The first August I lived in Italy, I had no idea what had hit the entire country. Still anemic in language and culture, I didn’t know what to make of the silent streets of Florence, usually full of people, suddenly deserted. My bread store with its big gray steel closure had a handwritten note on it. “Chiuso per ferie.” Numbers scribbled underneath marked what I figured to be calendar dates. Whaaaat?
The inconvenience of “Closed for holiday,” that first year grew on me. I kind of began to anticipate the August siesta, because it brought a hush over the city, a certain tranquility from its usual throbbing urgency. We walked farther for milk and bread. We learned new routes. We had fewer deadlines.
Although we didn’t often join the migration en masse to the beach, we learned to prepare and enjoy a breather from regular schedules.
Without frenetic traffic we discovered places, hushed and layered with history. In the vacancy, during its “chiuso per ferie,” we fell in love with the country.

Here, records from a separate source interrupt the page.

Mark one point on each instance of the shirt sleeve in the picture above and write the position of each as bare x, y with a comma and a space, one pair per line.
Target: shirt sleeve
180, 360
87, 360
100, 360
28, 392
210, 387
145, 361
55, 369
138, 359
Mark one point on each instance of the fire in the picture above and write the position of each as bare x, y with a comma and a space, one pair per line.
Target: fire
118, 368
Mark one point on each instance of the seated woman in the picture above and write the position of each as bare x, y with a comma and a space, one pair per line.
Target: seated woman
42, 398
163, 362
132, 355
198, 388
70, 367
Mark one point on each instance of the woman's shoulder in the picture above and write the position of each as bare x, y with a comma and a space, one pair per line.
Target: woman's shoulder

“And He said to them, “Come aside by yourselves to a deserted place and rest a while.” Mark 6:31
I’m convicted by Jesus’ words to his disciples who were coming and going, beholden to needs, and oh so busy. I’ve wondered how I would respond to His outstretched hand with the invitation, “come aside.”
Do I trust Him enough to rest for a while?
I am so grateful to every one of you who follow and anticipate a new blog on whenthehouseisquiet.com each week. I am honored.
But folks, I’m taking a short siesta.
I feel the need of a bit of “chiuso per ferie,” to think without typing out words in my brain. So, although I haven’t scribbled the date and glued it on my page, I will see you back at whenthehouseisquiet.com in a few weeks, I am hoping you will meet me there again.